Cet avis est contesté par le psychiatre, le cadre de santé et le psychologue de notre unité qui estiment que Vanessa se rend psychotique au monde par ses carences mais ne lui trouvent pas une structure psychotique. Ils évaluent son Q.I. à 70. Aucun diagnostic n’étant posé comme on évite de le faire en pédopsychiatrie, chacun propose le sien : « Elle est névrosée, mais non voyons elle est borderline, je ne sais pas ce qu’il vous faut, évidemment qu’elle est psychotique. Il lui faut des thymorégulateurs, … » Aucun des projets menés par le biais de l’hôpital, qu’ils viennent d’elle ou de l’équipe, n’aboutit.

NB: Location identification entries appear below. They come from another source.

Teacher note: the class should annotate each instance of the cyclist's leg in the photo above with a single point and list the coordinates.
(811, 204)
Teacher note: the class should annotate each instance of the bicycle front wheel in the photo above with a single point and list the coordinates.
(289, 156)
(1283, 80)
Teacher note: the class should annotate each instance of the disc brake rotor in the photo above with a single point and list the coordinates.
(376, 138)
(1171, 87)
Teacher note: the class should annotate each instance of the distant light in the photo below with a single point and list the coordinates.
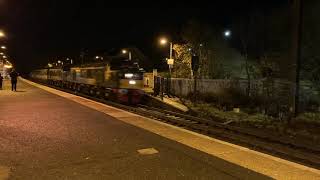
(8, 66)
(128, 75)
(227, 33)
(2, 34)
(163, 41)
(132, 82)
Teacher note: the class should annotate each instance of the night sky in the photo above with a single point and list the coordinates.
(39, 30)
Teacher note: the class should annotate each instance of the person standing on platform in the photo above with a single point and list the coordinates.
(1, 79)
(14, 80)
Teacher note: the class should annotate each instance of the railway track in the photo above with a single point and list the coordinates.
(253, 140)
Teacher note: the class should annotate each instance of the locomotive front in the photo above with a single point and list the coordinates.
(130, 86)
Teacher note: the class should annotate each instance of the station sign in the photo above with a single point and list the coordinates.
(170, 61)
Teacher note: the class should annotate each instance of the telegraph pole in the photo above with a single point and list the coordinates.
(297, 17)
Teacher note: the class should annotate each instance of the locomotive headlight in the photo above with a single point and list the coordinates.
(128, 75)
(132, 82)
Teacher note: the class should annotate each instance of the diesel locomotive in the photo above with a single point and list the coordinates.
(120, 81)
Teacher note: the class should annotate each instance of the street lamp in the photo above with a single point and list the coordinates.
(164, 41)
(227, 33)
(124, 51)
(2, 34)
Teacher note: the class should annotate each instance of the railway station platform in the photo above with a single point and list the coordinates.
(49, 134)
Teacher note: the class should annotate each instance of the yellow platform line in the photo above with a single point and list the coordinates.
(268, 165)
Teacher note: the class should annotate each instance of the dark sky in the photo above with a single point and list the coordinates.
(41, 29)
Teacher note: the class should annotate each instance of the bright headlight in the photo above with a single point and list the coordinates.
(128, 75)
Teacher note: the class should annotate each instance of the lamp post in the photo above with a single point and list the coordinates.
(124, 51)
(2, 34)
(170, 61)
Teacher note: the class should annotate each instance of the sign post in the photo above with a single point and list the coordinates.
(195, 67)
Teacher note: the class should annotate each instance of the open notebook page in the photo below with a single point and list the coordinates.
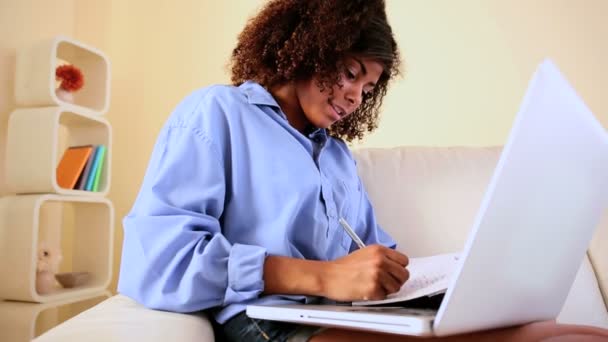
(428, 276)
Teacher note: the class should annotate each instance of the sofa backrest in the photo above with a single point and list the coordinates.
(427, 198)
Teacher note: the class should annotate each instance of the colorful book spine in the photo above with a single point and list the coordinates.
(82, 180)
(102, 151)
(91, 176)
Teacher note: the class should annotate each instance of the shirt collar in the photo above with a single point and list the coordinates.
(258, 95)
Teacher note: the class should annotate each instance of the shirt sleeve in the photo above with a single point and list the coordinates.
(374, 234)
(175, 257)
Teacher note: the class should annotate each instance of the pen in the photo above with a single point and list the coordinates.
(351, 232)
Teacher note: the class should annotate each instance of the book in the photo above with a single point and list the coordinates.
(84, 175)
(71, 165)
(102, 154)
(429, 276)
(94, 168)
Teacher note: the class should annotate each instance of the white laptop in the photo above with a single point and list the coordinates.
(530, 234)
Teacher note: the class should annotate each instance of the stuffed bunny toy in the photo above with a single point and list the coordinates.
(49, 258)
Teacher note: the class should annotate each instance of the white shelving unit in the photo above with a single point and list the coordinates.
(37, 138)
(21, 321)
(35, 76)
(84, 223)
(78, 223)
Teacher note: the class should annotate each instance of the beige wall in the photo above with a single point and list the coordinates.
(467, 65)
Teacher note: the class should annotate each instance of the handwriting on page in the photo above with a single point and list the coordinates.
(428, 276)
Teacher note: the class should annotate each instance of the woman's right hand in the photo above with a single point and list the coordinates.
(370, 273)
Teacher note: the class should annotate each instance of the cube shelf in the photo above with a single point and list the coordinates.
(37, 138)
(21, 321)
(82, 226)
(35, 82)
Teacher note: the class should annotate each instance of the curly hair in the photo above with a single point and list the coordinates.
(300, 39)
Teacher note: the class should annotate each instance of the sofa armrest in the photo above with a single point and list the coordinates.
(119, 318)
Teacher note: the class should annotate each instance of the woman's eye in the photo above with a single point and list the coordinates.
(350, 74)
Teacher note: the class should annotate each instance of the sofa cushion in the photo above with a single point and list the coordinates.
(121, 319)
(422, 193)
(426, 198)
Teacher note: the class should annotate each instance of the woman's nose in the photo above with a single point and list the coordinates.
(353, 96)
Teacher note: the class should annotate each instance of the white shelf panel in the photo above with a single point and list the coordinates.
(20, 321)
(35, 82)
(37, 138)
(81, 224)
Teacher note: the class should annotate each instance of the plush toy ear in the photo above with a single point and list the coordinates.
(49, 257)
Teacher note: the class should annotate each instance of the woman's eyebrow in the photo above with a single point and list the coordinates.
(363, 70)
(361, 65)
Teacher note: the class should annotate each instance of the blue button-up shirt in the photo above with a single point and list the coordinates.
(230, 182)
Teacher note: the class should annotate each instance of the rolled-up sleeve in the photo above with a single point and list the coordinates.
(174, 254)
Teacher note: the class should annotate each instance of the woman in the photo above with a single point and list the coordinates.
(247, 183)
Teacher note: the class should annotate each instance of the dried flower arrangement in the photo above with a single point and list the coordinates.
(71, 79)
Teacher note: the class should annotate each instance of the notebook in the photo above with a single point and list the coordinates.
(429, 276)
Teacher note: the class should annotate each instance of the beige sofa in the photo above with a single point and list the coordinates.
(425, 197)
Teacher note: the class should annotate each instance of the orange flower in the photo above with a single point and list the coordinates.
(70, 76)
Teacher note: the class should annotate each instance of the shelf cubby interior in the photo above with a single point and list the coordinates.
(80, 231)
(95, 72)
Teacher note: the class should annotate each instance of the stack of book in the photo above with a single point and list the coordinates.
(80, 167)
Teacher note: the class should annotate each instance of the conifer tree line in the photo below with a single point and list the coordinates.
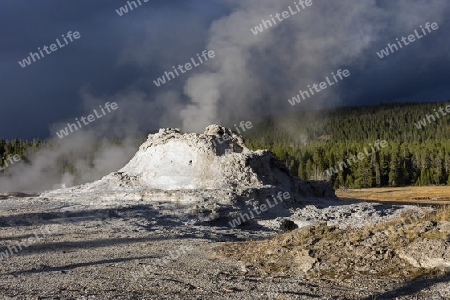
(310, 142)
(23, 148)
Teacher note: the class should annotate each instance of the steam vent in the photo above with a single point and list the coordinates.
(209, 175)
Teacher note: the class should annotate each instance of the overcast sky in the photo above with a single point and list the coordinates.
(118, 57)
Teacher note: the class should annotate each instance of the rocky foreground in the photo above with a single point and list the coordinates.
(133, 251)
(199, 216)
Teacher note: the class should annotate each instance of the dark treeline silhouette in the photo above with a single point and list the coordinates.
(310, 142)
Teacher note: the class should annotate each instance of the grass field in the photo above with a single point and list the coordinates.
(415, 194)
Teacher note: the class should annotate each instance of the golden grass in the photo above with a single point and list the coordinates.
(439, 195)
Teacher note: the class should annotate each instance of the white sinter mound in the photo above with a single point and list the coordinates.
(213, 173)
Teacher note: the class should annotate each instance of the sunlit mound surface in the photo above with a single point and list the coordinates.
(214, 172)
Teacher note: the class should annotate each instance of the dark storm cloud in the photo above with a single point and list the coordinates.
(48, 91)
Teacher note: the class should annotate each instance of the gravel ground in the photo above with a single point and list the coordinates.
(130, 250)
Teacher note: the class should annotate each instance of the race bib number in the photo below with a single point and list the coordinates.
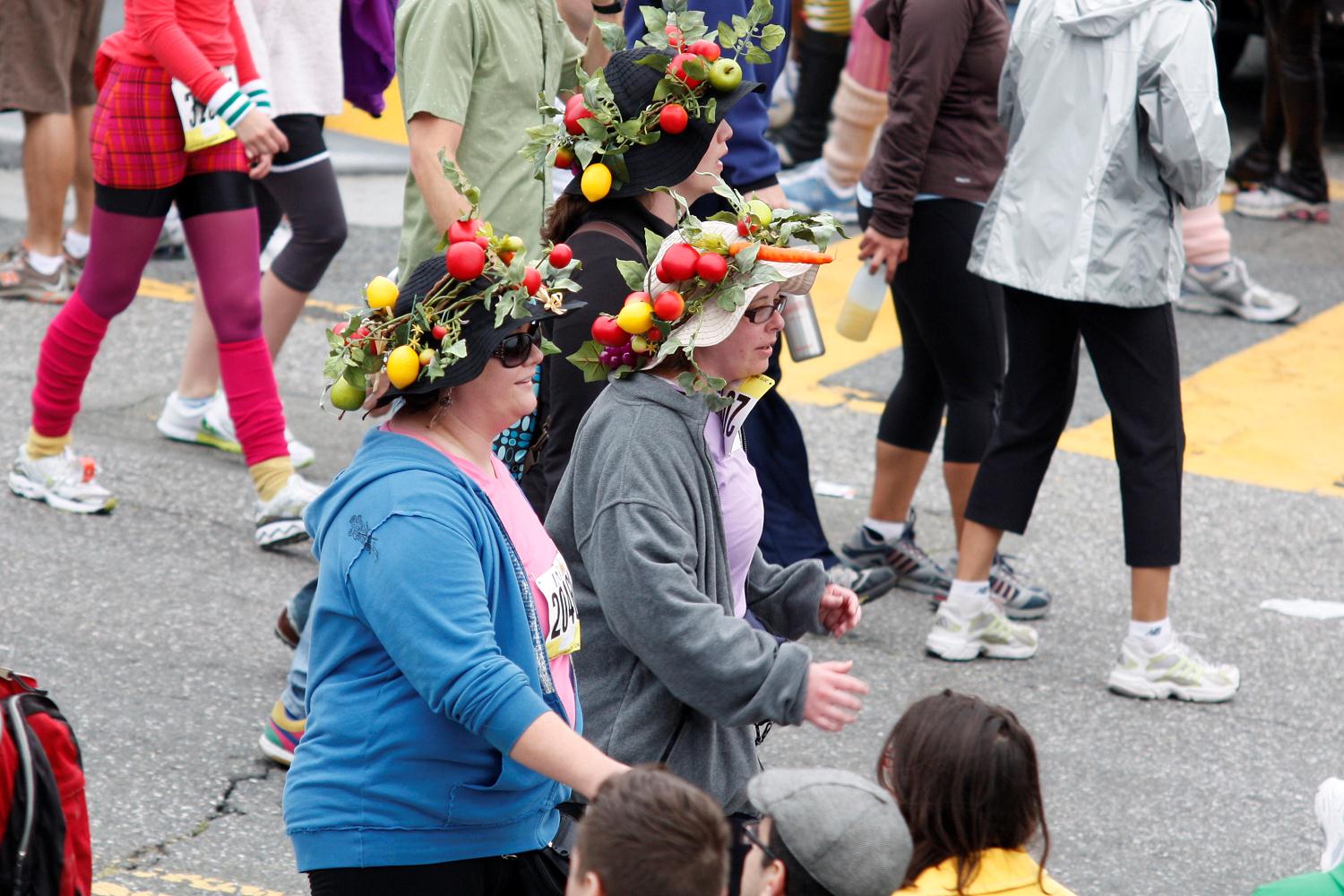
(744, 398)
(199, 126)
(562, 633)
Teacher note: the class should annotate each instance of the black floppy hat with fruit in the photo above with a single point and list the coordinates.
(647, 118)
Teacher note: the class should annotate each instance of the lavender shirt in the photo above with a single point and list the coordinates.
(741, 504)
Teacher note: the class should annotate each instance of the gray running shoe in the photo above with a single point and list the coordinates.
(916, 570)
(868, 584)
(1021, 599)
(1228, 289)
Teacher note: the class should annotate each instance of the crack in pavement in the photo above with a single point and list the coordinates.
(153, 853)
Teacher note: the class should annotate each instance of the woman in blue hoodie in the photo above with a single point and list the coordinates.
(443, 715)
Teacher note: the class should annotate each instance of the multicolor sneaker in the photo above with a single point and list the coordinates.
(1271, 203)
(281, 520)
(988, 632)
(1172, 672)
(1021, 599)
(64, 481)
(1330, 812)
(868, 584)
(1228, 289)
(916, 570)
(280, 739)
(211, 425)
(21, 280)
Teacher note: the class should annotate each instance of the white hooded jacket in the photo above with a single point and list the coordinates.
(1113, 118)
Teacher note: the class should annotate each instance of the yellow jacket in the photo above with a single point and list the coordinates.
(1003, 872)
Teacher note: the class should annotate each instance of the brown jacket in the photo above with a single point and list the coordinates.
(943, 134)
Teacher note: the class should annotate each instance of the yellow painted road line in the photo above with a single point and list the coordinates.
(390, 128)
(1271, 414)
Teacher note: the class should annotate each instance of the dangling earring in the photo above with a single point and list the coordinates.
(444, 403)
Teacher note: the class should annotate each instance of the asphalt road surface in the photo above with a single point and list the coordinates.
(152, 626)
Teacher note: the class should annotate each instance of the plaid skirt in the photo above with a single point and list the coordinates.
(137, 140)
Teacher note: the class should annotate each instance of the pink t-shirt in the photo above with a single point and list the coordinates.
(535, 548)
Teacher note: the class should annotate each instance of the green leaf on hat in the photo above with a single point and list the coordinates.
(632, 273)
(613, 35)
(771, 37)
(758, 56)
(586, 359)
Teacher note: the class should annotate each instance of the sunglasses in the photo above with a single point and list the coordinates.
(752, 836)
(765, 312)
(516, 349)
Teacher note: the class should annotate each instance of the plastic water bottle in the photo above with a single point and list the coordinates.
(801, 331)
(867, 293)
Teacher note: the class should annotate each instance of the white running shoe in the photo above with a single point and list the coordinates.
(281, 520)
(65, 481)
(1172, 672)
(212, 426)
(1228, 289)
(1330, 812)
(988, 632)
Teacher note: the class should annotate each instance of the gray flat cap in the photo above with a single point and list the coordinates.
(844, 831)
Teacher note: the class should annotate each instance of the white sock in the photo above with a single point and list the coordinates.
(45, 265)
(967, 598)
(1153, 635)
(77, 244)
(886, 528)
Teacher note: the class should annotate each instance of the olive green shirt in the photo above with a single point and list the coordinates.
(481, 64)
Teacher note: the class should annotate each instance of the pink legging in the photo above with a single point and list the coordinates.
(1204, 234)
(223, 246)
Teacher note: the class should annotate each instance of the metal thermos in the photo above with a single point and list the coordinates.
(801, 328)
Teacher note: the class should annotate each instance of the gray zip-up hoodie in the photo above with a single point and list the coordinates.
(1113, 117)
(666, 670)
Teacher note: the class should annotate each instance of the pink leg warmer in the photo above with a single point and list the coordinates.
(1204, 234)
(64, 362)
(253, 402)
(868, 54)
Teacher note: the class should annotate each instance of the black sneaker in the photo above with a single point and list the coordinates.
(868, 584)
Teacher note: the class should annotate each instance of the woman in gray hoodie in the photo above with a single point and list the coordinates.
(687, 630)
(1113, 118)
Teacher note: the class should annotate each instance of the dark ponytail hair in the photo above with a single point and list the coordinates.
(965, 777)
(564, 218)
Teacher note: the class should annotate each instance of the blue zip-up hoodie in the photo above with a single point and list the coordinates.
(752, 161)
(427, 667)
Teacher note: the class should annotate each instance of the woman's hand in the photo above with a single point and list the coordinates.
(879, 249)
(832, 702)
(261, 136)
(839, 610)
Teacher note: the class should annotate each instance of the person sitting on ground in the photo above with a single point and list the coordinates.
(444, 724)
(659, 516)
(650, 831)
(823, 831)
(965, 777)
(1330, 880)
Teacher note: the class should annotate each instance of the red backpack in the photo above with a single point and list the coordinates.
(43, 818)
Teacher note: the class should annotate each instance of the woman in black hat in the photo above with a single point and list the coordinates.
(444, 723)
(612, 228)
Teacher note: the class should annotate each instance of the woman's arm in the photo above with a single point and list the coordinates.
(550, 747)
(926, 51)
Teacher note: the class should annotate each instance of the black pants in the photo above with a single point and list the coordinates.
(952, 338)
(1133, 351)
(494, 876)
(1293, 99)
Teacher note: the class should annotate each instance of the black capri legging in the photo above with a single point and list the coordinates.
(301, 185)
(952, 333)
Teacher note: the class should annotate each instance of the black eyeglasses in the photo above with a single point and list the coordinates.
(516, 349)
(762, 314)
(750, 834)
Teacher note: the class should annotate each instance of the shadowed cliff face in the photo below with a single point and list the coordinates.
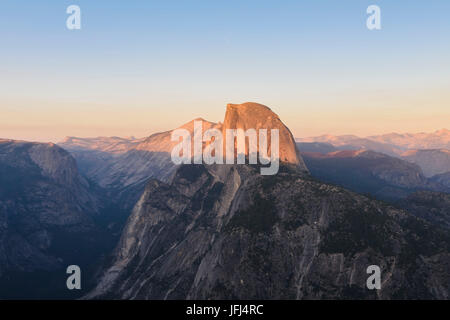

Vanessa reprend les permissions chez ses parents, son comportement redevient le même qu’avant son départ. L’équipe ne s’en étonne pas : Vanessa a déjà montré à plusieurs reprises que ses périodes de mieux être ne duraient pas.
La révolte de l’équipe
Vanessa est donc reçue à nouveau par le juge qui fixe une audience dans un délai assez large afin de pouvoir évaluer si son comportement a évolué depuis leur dernière rencontre. Un compte-rendu doit être fait au juge sur son comportement journalier. Une grille de notation est mise en place (il s’agit de noter le comportement de Vanessa selon des items définis avec elle tels le lever, la douche, le respect du régime, etc.).
Le juge était ainsi présenté comme un tiers dans la prise en charge de Vanessa même si celui-ci ne s’entretient qu’exclusivement avec le psychiatre.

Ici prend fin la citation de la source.